Glenn Beck, the controversial, conservative TV show host, did on Saturday what Dr. Martin Luther King Jr. did 47 years ago.

He brought together hundreds of thousands of people at the Lincoln Memorial in Washington D.C. for a rally and pleaded for unity of all Americans.

Two buses with more than 100 local residents traveled to the event, labeled "Restoring Honor," from Lehighton. At least 10 busloads of people attended from the Lehigh Valley. There were several buses filled with people from the Hazleton area.

Although the National Park Service doesn't give estimates on crowds, organizers said there were about a half million people present. NBC news said it was about 300,000 people in attendance.

One Washington newspaper said the crowd was so large it clogged the Metro transportation system, something which rarely happens.

"Today we are going to concentrate on the good things of America," pledged Beck at the start of the rally. He kept his promise. At times the event resembled a church service, complete with sermon-type speeches and prayer. There also was a lot of emphasis placed on saluting our military members. Beck paid tribute to three individuals who made a difference in the lives of others.

Throughout the rally he stressed the importance of "faith, hope, and charity."

Participants in addition to Beck included former Alaskan governor Sarah Palin and niece of Dr. King, Alveda King, who contradicted the criticism that was waged by some present-day Civil Rights activists regarding Beck choosing to hold a rally on the anniversary of Dr. King's famous "I Have A Dream" speech on the site where he gave the speech.

Alveda King quoted her uncle, stating that when judging a man, "Look at the content of his character, not the color of his skin."

She noted that both her father and uncle were killed "for standing up for what is right."

St. Louis Cardinals baseball manager Tony LaRussa and country music performer Jo Dee Messina were on the stage, the latter singing patriotic numbers at the conclusion of the rally.

Sandra Dellicker of Summit Hill, an organizer for the local caravan, made the trip even though she had injured her ankle and had to travel with a wheelchair.

She said after the event, "We had such an uplifting experience. There was beautiful weather and such a spiritual, and uniting message for America."

Dellicker added, "How awesome to see so many patriotic Americans gathering to let everyone know that we are truly 'one nation, under God, indivisible, with liberty and justice for all.'"

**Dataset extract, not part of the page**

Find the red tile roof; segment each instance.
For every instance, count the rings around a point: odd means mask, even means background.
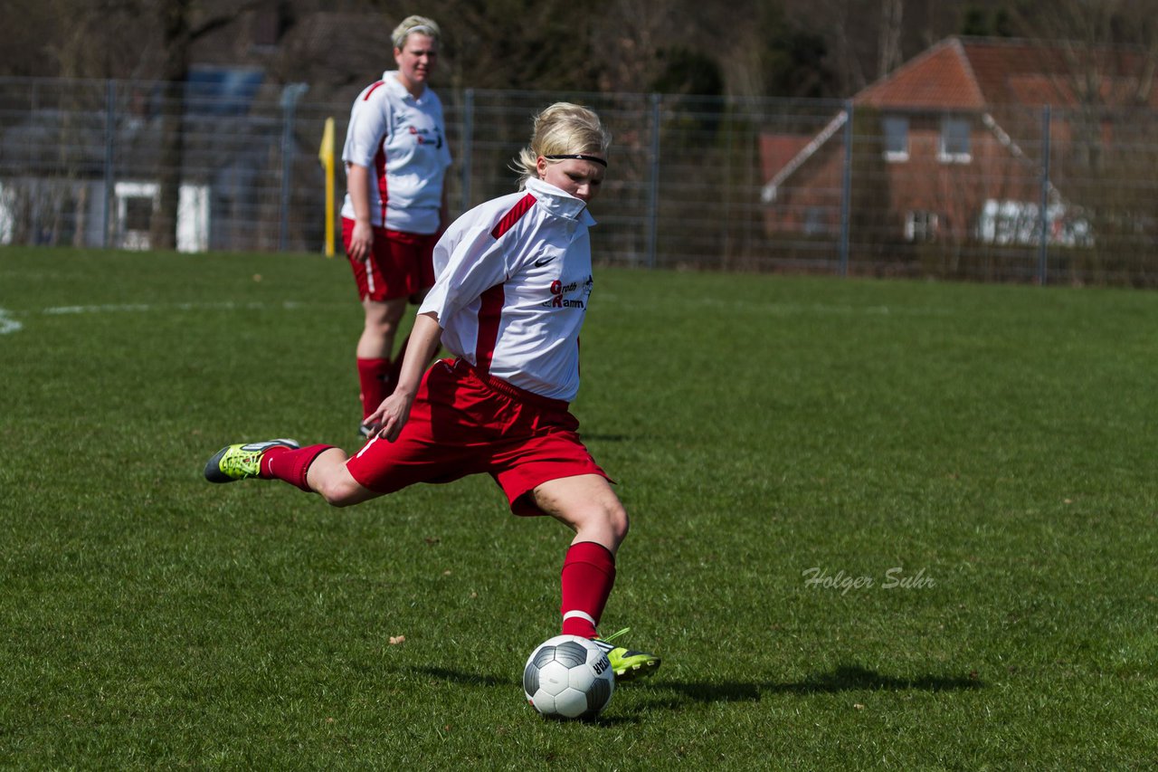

Cliff Thompson of Lehighton agreed. He said, "Having all these people here was the great part. They all came together."

Beck said the cost to stage the rally was $3.1 million.

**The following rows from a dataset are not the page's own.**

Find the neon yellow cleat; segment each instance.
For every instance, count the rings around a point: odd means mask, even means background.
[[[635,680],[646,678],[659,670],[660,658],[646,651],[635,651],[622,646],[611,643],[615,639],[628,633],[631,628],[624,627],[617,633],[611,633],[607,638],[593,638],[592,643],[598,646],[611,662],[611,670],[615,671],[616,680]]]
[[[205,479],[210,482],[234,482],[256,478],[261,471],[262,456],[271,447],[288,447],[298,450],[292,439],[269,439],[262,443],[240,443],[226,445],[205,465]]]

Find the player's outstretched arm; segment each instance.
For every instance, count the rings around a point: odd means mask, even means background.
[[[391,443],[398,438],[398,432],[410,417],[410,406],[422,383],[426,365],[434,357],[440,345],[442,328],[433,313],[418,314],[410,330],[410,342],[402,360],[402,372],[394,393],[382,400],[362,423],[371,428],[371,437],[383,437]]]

Palin told the audience, "All around us are monuments to those who have sustained us over the years in name and deed," referring to the Lincoln Memorial, Washington Monument, and the various military memorials.

"We must restore America," she urged.

Both Palin and Beck assured there would be nothing political stated at the rally; that the emphasis was on restoring honor. Beck said, "This day...has nothing to do with politics. It has everything to do with God."

Palin spoke about military members and their sacrifices and noted that she is a mother of a soldier. She introduced several military members who have been injured, including an Air Force pilot who spent 5 1/2 years as a Prisoner of War in Vietnam.

La Russa noted that the heroes of today's youth are individuals seen "in movies, on TV, and in books."

"To restore America, we must not only restore honor. We must restore heroes," Beck said.

Albert Pujols, a member of the St. Louis Cardinals baseball team, received a medal from Beck for his contributions made off the field.

Beck gave short speeches in-between the other participants.

He commented, "America is great because America is good," and told the gathering, "We, as individuals, must be good so America can be great."

"9/11 woke us up and we stood shoulder-to-shoulder for a very short time," Beck remarked. "Politics didn't matter. It didn't matter if you were poor or rich. We were Americans standing together."

He urged those in attendance that when they are in their homes, they should "pray on your knees," but added they shouldn't do this in private. "Pray on your knees for your children to see" and be an example for them, he said, adding that in this way, the children can see that their parents are "humble to God."

He continued, "Tell the truth, especially when the truth hurts. For charity, connect to your family. Give them extra time. Give them extra attention. Charity begins at home, first."

Beck mentioned how he had been astray until he found God.

"There comes a time when one generation must sacrifice for the next," he said.

He added, "We must take it on so our children can have a chance."

Buses with people came from as far as California and Oregon.

Rusty Fisher traveled to the rally from Beaumont, Texas, bringing with him a 10-foot cross made out of aluminum and pulled on wheels. The 64-year-old retired roofer made the cross and noted that in 1994, he walked with it from Beaumont to Washington D.C. It took him 4 1/2 months.

He said he started walking again this year, and managed to walk 100 miles before being overcome by heat stroke. As a result, he was forced to drive to the rally in his pick-up truck.

"This is beautiful," he said of the rally. "Thank God. We need this."

At the end of the rally, a bagpiper accompanied by a chorus played the hymn "Amazing Grace."

Edna Walsh of Lehighton stated, "This was a most excellent event. It was very uplifting. It was wonderful to see so many people who want to honor God; put integrity back into our great country."